Security researchers at Gitlab have issued a patch for a critical vulnerability that allows hackers to execute code remotely.
The security bug tracked as CVE-2022-2185, impacts all versions starting from 14.0 prior to 14.10.5, 15.0 prior to 15.0.4, and 15.1 prior to 15.1.1 where an authorized user could import a maliciously designed project to launch remote code execution.
GitLab is a web-based DevOps life cycle platform offering an open-source license from GitLab Inc. to offer wiki, problem-tracking, and continuous pipeline integration and deployment capabilities. Ukrainian programmers Dmytro Zaporozhets and Valery Sizov have manufactured the program.
Multiple security flaws
Fixes for a number of other vulnerabilities were also released in the latest version, including two separate cross-site scripting (XSS) bugs. The vulnerabilities impacted both GitLab Community Edition and Enterprise Edition. Security researchers have recommended users upgrade to the latest version.
“We strongly recommend that all installations running a version affected by the issues described below are upgraded to the latest version as soon as possible. When no specific deployment type (omnibus, source code, helm chart, etc.) of a product is mentioned, this means all types are affected,” an advisory from GitLab reads.
Last year in July, Gitlab patched multiple vulnerabilities — including two high-impact online security flaws by updating its software development infrastructure.

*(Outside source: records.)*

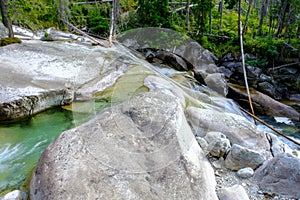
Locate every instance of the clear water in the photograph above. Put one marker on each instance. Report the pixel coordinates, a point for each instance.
(23, 142)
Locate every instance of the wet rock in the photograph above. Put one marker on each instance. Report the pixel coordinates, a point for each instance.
(3, 31)
(172, 60)
(218, 144)
(225, 71)
(263, 103)
(280, 175)
(236, 192)
(236, 128)
(267, 88)
(195, 54)
(245, 172)
(265, 78)
(240, 157)
(15, 195)
(217, 82)
(141, 149)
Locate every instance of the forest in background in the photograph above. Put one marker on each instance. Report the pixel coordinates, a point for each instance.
(271, 28)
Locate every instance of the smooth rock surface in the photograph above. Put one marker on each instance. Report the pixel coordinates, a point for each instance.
(236, 192)
(49, 73)
(218, 144)
(236, 128)
(240, 157)
(3, 31)
(141, 149)
(280, 175)
(217, 82)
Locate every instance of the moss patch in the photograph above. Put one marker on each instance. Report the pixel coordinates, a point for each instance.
(7, 41)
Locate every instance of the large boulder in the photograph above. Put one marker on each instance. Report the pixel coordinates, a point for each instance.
(263, 103)
(141, 149)
(240, 157)
(280, 175)
(236, 128)
(3, 31)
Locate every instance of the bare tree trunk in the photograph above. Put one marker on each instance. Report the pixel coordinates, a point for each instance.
(247, 16)
(187, 18)
(262, 16)
(281, 18)
(221, 13)
(289, 21)
(5, 19)
(210, 21)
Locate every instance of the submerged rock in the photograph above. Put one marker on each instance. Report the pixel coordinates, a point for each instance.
(141, 149)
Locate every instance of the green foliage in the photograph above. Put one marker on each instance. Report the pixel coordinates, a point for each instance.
(154, 13)
(34, 14)
(7, 41)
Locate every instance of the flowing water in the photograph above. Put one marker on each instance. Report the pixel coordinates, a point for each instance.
(22, 143)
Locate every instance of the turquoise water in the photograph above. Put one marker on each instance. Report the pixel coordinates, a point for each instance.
(23, 142)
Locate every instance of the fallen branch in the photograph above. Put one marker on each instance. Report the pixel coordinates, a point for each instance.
(270, 127)
(288, 45)
(219, 36)
(83, 33)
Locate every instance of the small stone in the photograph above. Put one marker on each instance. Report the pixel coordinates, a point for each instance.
(218, 144)
(245, 172)
(202, 142)
(236, 192)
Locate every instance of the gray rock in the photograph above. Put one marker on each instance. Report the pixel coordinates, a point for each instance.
(280, 175)
(236, 128)
(266, 105)
(277, 146)
(15, 195)
(195, 54)
(49, 73)
(245, 172)
(3, 31)
(267, 88)
(225, 71)
(172, 60)
(265, 78)
(217, 82)
(218, 144)
(236, 192)
(240, 157)
(141, 149)
(202, 142)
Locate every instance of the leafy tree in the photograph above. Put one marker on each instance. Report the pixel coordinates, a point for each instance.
(5, 19)
(154, 13)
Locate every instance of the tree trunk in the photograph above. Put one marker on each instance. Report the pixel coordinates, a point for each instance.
(247, 16)
(262, 16)
(289, 21)
(187, 17)
(221, 13)
(5, 19)
(210, 21)
(281, 18)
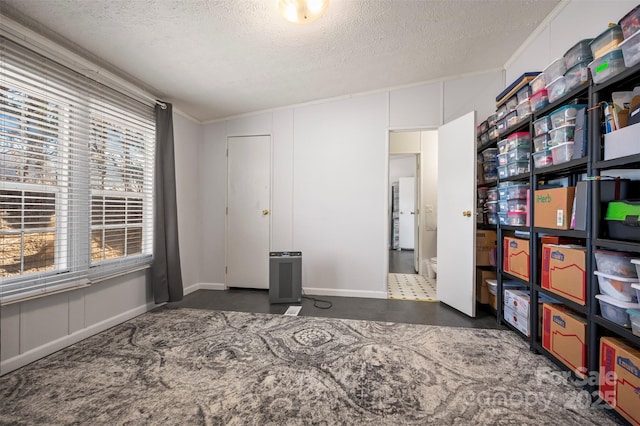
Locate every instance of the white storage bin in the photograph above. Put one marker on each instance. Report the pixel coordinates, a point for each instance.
(562, 153)
(616, 263)
(615, 310)
(617, 287)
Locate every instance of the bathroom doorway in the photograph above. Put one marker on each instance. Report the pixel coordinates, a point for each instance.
(412, 186)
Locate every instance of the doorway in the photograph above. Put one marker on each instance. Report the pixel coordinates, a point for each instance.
(412, 183)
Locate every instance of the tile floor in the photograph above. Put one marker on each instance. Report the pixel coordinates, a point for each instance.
(411, 287)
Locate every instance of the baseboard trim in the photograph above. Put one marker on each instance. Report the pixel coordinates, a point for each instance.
(48, 348)
(203, 286)
(344, 293)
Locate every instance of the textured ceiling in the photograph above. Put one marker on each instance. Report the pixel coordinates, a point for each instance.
(216, 59)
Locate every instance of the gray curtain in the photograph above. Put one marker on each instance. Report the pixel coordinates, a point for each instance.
(165, 271)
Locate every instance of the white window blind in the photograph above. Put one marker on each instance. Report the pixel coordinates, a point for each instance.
(76, 170)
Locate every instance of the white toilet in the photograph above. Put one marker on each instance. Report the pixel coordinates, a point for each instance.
(432, 267)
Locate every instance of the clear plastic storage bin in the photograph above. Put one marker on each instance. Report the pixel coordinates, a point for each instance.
(541, 125)
(518, 168)
(615, 263)
(631, 50)
(537, 83)
(565, 115)
(539, 100)
(517, 205)
(561, 135)
(517, 191)
(608, 40)
(541, 143)
(503, 172)
(503, 146)
(630, 23)
(518, 154)
(577, 75)
(542, 159)
(490, 154)
(523, 109)
(556, 89)
(516, 218)
(518, 140)
(607, 66)
(619, 288)
(579, 52)
(554, 70)
(634, 316)
(492, 218)
(523, 94)
(615, 310)
(562, 153)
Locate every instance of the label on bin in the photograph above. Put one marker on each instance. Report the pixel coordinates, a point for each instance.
(602, 67)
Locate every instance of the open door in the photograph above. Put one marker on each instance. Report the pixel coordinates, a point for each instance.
(456, 214)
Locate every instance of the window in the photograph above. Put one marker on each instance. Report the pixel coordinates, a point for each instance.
(76, 171)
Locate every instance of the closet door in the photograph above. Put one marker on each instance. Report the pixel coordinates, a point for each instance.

In GitLab's GraphQL API, a cross-site request forgery (CSRF) developed a mechanism for a hacker to call modifications while impersonating their victims. The Gitlab Webhook feature was exploited for denial- of service (DoS) assaults because of a second high-level security vulnerability.
An attack by a Denial-of-Service (DoS) is designed to shut down a user computer system or network, which makes it unreachable to its intended users. DoS attacks achieve this by flooding or delivering information to the target causing a crash.
'Afewgoats' researchers identified DoS vulnerability and reported it via a HackerOne-operated GitLab bug reward program.
For both higher intensity vulnerabilities, CVE trackers were requested, although identification was not assigned.
"The webhook connections usually have timeouts set, but my badly-behaving webserver can bypass them and keep the connection open for days," afewgoats explained.
"It's the only Denial of Service, but it could tie up huge amounts of memory on the victim servers."
To mitigate the risks, Gitlab patched 15 medium severity and two low-impact issues. These add-on vulnerabilities also included a clipboard DOM-based cross-site scripting (XSS) issue, a reflected XSS in release edit pages, and the audit log problem of the stored XSS.